Popular for board meetings, team meetings, and mergers, the boardroom layout promotes a hierarchical control system where those parties at the head of the table have most control over proceedings. The main drawback of using this style is that it offers poor viewing capabilities if there is a requirement for a presentation
2. The Classroom
The classroom style is another classic meeting room layout and one which helps to promote the focus and concentration of its participants. The classroom design is beneficial when there needs to be a primary emphasis toward the front of the room and where discussion is not likely to occur – such as a key note speaker delivering a seminar.
Used most effectively in a teaching format or panel discussion, the classroom provides desk facilities so that apparatus such as pen & paper, tablets and computers can be used easily – enabling extensive note-taking as is often required.
3. The Round Table
The round table is a layout that is known for being as much symbolic as it is beneficial to business. Born out of the exploits of King Arthur and his knights, the round table represents equality for all participants and flattens hierarchies (as seen in the boardroom example). The benefits of this style extend past just symbolism however and the face-to-face interaction of all participants helps to significantly boost productivity and innovation.
Used predominantly for small groups, the round table ensures that each participant can view, and be viewed, by every other, which helps to promote discussion and boost engagement. The main pitfall associated with the round table layout is that, lacking a designated leader, conversation can quickly become stunted and decision-making can prove difficult, especially if there is an even number of participants.
4 The Workshop
The workshop style is the final meeting room layout on this list and one which helps to stimulate participant engagement and foster creativity.
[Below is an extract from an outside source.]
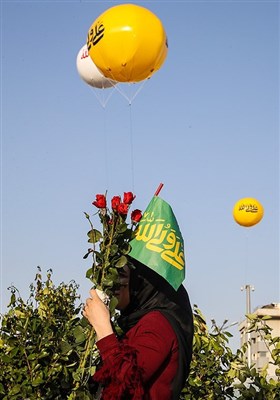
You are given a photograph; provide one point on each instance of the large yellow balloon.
(248, 212)
(127, 43)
The workshop design works well if the group is reasonably small and requires an intimate working environment where discussion and note-taking is frequent.
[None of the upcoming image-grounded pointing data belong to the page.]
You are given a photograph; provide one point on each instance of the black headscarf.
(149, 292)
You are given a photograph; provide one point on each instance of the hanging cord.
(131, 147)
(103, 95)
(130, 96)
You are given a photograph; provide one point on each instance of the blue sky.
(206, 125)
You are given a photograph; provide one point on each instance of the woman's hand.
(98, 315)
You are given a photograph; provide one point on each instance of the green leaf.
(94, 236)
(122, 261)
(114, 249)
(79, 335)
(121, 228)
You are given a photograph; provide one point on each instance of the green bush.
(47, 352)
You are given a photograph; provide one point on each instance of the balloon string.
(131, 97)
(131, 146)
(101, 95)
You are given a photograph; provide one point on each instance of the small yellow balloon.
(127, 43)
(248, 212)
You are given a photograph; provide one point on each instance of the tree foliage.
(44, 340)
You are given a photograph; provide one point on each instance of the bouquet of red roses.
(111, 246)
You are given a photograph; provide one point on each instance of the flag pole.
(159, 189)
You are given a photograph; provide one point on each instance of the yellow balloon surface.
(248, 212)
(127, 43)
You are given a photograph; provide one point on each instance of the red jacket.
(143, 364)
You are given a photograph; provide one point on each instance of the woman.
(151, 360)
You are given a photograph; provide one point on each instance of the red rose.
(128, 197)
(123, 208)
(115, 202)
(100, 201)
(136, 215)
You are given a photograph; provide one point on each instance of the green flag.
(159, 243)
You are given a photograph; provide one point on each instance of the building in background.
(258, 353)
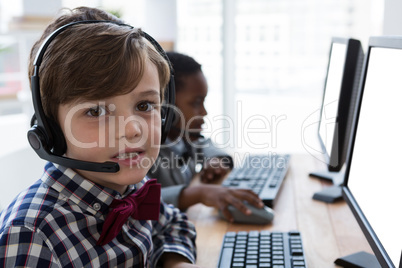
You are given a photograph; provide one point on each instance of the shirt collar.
(86, 194)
Preferable for problem-solving activities or practical training sessions, the main benefit of the workshop design is that it offers versatility – privacy can be maintained in the group environment but collaboration can also be achieved by combining the individual groups.
Whether you’re scheduling a meeting for a large or small group, or want to increase focus, promote debate and discussion, or foster creativity, there is a meeting room layout design to suit your needs. The choice of meeting room you select all ultimately depends on the nature of your meeting so thinking carefully whether the selected boardroom will be fit for purpose.
The horseshoe is like the boardroom in many respects, and the style is equally conducive to discussion and debate. Its layout tends to suit a greater number of participants however, and it can be a far better choice than the boardroom when delivering presentations – which can be performed within the middle of the ‘shoe’ so that participant views are not impaired.Predominantly preferred by trainers, the style and shape enables interaction on a large scale as well as on a one-to-one level. This helps to increase the integration of the participants as they can concentrate on a common environment, and affords the trainer or key speaker a certain level of attention and respect as the focal point of the room.